What is the rationale between bool and boolean Dtype in Pandas?
import pandas as pd
import numpy as np
df1 = pd.DataFrame({'col1': [True, False, False]}, dtype='bool')
print(df1)
print(df1.info())
print()
df2 = pd.DataFrame({'col1': [True, False, None]}, dtype='bool')
print("df2")
print(df2)
print(df2.info())
print()
df3 = pd.DataFrame({'col1': [True, False, np.nan]}, dtype='bool')
print("df3")
print(df3)
print(df3.info())
print()
df4 = pd.DataFrame({'col1': [True, False, None, np.nan]}, dtype='bool')
print("df4")
print(df4)
print(df4.info())
print()
df5 = pd.DataFrame({'col1': [True, False, False]}, dtype='boolean')
print("df5")
print(df5)
print(df5.info())
print()
df6 = pd.DataFrame({'col1': [True, False, None]}, dtype='boolean')
print("df6")
print(df6)
print(df6.info())
print()
df7 = pd.DataFrame({'col1': [True, False, np.nan]}, dtype='boolean')
print("df7")
print(df7)
print(df7.info())
print()
df8 = pd.DataFrame({'col1': [True, False, None, np.nan]}, dtype='boolean')
print("df8")
print(df8)
print(df8.info())
Why None and np.nan are treated differently for bool and boolean Dtype? What is the rationale behind it?
If bool, both None and np.nan are treated as not null where None is False and np.nan is True.
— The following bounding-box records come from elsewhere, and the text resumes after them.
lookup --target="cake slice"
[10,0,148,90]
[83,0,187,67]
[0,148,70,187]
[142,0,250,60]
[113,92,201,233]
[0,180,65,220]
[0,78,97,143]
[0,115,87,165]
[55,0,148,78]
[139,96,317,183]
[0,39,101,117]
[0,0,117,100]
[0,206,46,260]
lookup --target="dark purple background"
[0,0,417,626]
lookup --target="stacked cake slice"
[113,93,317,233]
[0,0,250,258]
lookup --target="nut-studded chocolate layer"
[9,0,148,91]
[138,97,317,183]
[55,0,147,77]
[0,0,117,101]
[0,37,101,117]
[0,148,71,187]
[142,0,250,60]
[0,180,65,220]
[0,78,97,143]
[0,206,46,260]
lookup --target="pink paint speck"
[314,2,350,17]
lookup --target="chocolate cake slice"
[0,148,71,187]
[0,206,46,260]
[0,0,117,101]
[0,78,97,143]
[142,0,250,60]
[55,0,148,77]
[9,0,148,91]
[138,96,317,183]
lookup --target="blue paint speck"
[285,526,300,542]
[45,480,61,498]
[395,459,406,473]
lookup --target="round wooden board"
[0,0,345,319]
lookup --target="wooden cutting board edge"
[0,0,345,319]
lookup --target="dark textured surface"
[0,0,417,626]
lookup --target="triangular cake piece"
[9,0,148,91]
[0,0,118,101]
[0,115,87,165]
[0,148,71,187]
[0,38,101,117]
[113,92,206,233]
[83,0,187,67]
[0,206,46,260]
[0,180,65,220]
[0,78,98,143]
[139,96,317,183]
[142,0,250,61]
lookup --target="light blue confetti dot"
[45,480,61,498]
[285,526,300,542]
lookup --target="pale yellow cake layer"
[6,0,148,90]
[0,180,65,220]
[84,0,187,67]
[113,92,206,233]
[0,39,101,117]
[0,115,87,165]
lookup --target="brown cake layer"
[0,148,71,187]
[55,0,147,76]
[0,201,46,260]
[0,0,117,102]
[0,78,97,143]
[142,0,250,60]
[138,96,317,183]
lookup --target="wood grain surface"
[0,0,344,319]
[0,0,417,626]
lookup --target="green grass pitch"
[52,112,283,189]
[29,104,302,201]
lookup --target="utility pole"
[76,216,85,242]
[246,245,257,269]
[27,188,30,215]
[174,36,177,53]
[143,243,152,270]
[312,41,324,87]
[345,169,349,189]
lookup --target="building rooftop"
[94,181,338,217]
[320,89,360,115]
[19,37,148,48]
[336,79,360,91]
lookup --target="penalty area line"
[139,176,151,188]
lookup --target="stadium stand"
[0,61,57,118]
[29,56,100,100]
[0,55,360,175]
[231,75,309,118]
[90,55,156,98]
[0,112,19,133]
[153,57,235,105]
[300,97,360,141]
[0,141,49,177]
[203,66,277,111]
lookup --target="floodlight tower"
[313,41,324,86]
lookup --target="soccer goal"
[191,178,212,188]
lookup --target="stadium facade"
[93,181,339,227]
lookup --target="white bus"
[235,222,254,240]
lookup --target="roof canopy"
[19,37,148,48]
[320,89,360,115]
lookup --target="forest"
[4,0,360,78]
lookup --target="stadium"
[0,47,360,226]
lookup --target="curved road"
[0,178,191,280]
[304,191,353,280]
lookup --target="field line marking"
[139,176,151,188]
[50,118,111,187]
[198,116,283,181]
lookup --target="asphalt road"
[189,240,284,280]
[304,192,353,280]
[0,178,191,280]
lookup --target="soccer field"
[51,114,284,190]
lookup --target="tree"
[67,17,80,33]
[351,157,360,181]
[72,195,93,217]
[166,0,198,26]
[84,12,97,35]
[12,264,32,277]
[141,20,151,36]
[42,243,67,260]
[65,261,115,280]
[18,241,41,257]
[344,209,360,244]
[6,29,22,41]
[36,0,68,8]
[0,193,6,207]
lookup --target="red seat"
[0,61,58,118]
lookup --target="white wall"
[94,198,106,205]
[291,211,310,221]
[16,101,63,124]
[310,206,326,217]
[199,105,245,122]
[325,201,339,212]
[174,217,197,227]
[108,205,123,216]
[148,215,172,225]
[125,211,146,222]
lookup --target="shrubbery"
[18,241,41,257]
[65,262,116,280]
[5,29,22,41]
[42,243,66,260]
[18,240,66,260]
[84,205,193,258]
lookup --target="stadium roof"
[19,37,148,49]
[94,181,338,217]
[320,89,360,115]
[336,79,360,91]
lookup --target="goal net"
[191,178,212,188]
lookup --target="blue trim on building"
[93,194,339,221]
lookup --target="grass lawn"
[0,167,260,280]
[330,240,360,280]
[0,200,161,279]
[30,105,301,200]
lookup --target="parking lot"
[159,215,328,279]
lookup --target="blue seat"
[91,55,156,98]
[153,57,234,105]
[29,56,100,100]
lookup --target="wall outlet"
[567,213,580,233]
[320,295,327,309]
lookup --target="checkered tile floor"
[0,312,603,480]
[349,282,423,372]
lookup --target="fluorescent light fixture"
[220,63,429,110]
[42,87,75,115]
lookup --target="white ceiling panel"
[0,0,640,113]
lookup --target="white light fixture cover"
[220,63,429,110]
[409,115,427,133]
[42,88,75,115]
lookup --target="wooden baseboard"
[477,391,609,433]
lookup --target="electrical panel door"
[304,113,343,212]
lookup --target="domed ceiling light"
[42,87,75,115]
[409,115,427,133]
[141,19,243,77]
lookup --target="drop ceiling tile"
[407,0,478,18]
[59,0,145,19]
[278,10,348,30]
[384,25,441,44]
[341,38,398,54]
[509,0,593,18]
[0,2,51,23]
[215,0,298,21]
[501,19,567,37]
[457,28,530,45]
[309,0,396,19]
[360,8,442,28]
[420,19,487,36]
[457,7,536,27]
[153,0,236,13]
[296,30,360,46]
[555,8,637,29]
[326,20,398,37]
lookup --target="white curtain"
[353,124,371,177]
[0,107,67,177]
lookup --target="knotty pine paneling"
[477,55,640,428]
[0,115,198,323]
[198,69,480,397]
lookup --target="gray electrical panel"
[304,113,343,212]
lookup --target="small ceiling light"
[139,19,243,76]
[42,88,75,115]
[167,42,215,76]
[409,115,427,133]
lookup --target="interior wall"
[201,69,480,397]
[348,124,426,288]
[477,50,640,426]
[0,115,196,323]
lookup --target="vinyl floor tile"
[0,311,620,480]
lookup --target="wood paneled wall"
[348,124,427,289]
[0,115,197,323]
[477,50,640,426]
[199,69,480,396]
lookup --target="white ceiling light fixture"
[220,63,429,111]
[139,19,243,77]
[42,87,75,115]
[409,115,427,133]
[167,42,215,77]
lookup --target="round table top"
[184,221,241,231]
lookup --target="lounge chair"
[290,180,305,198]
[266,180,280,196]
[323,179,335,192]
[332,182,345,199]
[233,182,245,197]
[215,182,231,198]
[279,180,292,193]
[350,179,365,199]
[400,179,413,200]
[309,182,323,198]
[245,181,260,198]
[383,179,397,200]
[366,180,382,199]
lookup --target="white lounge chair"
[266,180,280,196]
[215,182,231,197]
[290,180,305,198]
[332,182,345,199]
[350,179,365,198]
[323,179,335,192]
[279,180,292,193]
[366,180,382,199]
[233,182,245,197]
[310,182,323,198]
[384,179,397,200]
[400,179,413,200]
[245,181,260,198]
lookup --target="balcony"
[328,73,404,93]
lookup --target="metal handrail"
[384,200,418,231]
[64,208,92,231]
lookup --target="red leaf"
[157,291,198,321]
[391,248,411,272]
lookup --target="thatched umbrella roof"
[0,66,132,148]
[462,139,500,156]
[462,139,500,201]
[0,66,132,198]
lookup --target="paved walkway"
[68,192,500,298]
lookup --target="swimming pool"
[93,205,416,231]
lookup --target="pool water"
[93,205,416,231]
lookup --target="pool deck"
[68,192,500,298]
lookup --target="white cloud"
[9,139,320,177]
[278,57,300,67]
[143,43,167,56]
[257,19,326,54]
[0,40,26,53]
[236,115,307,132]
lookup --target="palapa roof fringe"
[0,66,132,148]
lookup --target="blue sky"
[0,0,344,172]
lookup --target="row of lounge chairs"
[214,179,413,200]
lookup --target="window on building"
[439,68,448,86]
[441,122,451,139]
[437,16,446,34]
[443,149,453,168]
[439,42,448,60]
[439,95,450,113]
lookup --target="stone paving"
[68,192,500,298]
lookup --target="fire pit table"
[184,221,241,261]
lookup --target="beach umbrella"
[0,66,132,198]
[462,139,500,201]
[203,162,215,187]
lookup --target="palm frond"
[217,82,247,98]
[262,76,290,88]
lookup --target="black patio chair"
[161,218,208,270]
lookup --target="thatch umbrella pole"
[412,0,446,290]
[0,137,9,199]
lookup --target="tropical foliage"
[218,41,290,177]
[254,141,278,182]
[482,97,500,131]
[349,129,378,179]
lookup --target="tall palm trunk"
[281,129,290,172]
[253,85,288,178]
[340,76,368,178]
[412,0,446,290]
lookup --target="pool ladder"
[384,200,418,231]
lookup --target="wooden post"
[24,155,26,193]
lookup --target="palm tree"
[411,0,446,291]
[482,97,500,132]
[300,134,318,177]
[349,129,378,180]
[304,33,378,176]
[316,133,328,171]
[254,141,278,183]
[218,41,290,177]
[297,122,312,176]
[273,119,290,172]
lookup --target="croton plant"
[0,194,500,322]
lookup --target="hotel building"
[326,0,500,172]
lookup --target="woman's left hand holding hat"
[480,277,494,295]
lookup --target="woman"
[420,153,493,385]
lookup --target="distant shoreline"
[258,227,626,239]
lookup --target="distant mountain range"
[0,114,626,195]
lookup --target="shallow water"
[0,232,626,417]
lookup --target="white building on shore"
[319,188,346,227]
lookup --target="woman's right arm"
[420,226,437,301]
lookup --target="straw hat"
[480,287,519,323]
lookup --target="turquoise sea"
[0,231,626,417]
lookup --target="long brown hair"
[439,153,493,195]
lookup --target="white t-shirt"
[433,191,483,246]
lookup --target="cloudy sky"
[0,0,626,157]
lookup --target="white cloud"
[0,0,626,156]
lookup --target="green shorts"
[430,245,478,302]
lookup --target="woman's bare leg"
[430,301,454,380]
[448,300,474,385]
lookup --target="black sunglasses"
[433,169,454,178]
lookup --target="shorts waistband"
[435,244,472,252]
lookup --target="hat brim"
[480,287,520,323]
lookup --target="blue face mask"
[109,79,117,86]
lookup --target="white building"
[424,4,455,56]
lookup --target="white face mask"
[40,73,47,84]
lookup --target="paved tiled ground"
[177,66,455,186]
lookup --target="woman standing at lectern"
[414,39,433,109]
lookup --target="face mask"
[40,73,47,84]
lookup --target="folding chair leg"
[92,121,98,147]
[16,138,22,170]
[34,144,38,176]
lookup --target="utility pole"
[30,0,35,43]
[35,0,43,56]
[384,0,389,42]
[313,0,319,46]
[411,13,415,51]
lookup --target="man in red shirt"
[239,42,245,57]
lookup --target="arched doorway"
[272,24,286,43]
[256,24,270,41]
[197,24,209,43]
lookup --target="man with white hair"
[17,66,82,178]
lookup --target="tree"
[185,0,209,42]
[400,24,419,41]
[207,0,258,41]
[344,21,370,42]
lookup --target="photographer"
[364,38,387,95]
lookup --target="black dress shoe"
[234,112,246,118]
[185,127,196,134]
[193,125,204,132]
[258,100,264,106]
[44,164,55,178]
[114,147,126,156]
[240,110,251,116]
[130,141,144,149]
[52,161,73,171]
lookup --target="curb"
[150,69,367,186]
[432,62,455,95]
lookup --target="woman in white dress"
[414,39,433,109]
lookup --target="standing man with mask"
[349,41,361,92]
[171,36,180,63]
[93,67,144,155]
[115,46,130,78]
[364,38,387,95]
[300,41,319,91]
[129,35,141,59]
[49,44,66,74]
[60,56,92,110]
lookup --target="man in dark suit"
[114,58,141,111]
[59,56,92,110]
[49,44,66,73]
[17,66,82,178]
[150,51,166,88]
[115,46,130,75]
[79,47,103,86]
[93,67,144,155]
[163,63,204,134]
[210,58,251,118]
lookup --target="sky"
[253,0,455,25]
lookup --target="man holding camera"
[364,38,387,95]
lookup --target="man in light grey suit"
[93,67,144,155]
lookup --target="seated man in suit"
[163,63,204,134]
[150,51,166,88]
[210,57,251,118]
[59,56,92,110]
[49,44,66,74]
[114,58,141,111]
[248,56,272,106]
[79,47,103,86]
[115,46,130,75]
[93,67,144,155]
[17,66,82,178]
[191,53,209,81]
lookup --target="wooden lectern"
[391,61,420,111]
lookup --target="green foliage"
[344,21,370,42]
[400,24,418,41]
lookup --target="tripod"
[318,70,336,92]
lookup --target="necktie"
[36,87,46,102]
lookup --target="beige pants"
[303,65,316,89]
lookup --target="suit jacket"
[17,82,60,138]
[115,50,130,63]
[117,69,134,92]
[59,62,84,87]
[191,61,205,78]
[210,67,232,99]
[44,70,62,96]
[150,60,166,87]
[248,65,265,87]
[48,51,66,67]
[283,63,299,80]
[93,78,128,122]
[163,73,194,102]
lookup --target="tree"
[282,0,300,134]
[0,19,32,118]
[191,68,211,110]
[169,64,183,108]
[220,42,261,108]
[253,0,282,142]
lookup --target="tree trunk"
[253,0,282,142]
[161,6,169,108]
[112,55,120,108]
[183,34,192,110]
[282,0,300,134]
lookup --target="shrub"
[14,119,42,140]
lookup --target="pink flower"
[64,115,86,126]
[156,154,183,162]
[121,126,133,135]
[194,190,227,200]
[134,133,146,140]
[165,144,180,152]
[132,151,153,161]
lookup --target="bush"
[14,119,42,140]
However, both are treated as null values <NA> if boolean.
df1
col1
0 True
1 False
2 False
<class 'pandas.core.frame.DataFrame'>
RangeIndex: 3 entries, 0 to 2
Data columns (total 1 columns):
# Column Non-Null Count Dtype
--- ------ -------------- -----
0 col1 3 non-null bool
dtypes: bool(1)
memory usage: 135.0 bytes
None
df2
col1
0 True
1 False
2 False
<class 'pandas.core.frame.DataFrame'>
RangeIndex: 3 entries, 0 to 2
Data columns (total 1 columns):
# Column Non-Null Count Dtype
--- ------ -------------- -----
0 col1 3 non-null bool
dtypes: bool(1)
memory usage: 135.0 bytes
None
df3
col1
0 True
1 False
2 True
<class 'pandas.core.frame.DataFrame'>
RangeIndex: 3 entries, 0 to 2
Data columns (total 1 columns):
# Column Non-Null Count Dtype
--- ------ -------------- -----
0 col1 3 non-null bool
dtypes: bool(1)
memory usage: 135.0 bytes
None
df4
col1
0 True
1 False
2 False
3 True
<class 'pandas.core.frame.DataFrame'>
RangeIndex: 4 entries, 0 to 3
Data columns (total 1 columns):
# Column Non-Null Count Dtype
--- ------ -------------- -----
0 col1 4 non-null bool
dtypes: bool(1)
memory usage: 136.0 bytes
None
df5
col1
0 True
1 False
2 False
<class 'pandas.core.frame.DataFrame'>
RangeIndex: 3 entries, 0 to 2
Data columns (total 1 columns):
# Column Non-Null Count Dtype
--- ------ -------------- -----
0 col1 3 non-null boolean
dtypes: boolean(1)
memory usage: 138.0 bytes
None
df6
col1
0 True
1 False
2 <NA>
<class 'pandas.core.frame.DataFrame'>
RangeIndex: 3 entries, 0 to 2
Data columns (total 1 columns):
# Column Non-Null Count Dtype
--- ------ -------------- -----
0 col1 2 non-null boolean
dtypes: boolean(1)
memory usage: 138.0 bytes
None
df7
col1
0 True
1 False
2 <NA>
<class 'pandas.core.frame.DataFrame'>
RangeIndex: 3 entries, 0 to 2
Data columns (total 1 columns):
# Column Non-Null Count Dtype
--- ------ -------------- -----
0 col1 2 non-null boolean
dtypes: boolean(1)
memory usage: 138.0 bytes
None
df8
col1
0 True
1 False
2 <NA>
3 <NA>
<class 'pandas.core.frame.DataFrame'>
RangeIndex: 4 entries, 0 to 3
Data columns (total 1 columns):
# Column Non-Null Count Dtype
--- ------ -------------- -----
0 col1 2 non-null boolean
dtypes: boolean(1)
memory usage: 140.0 bytes
None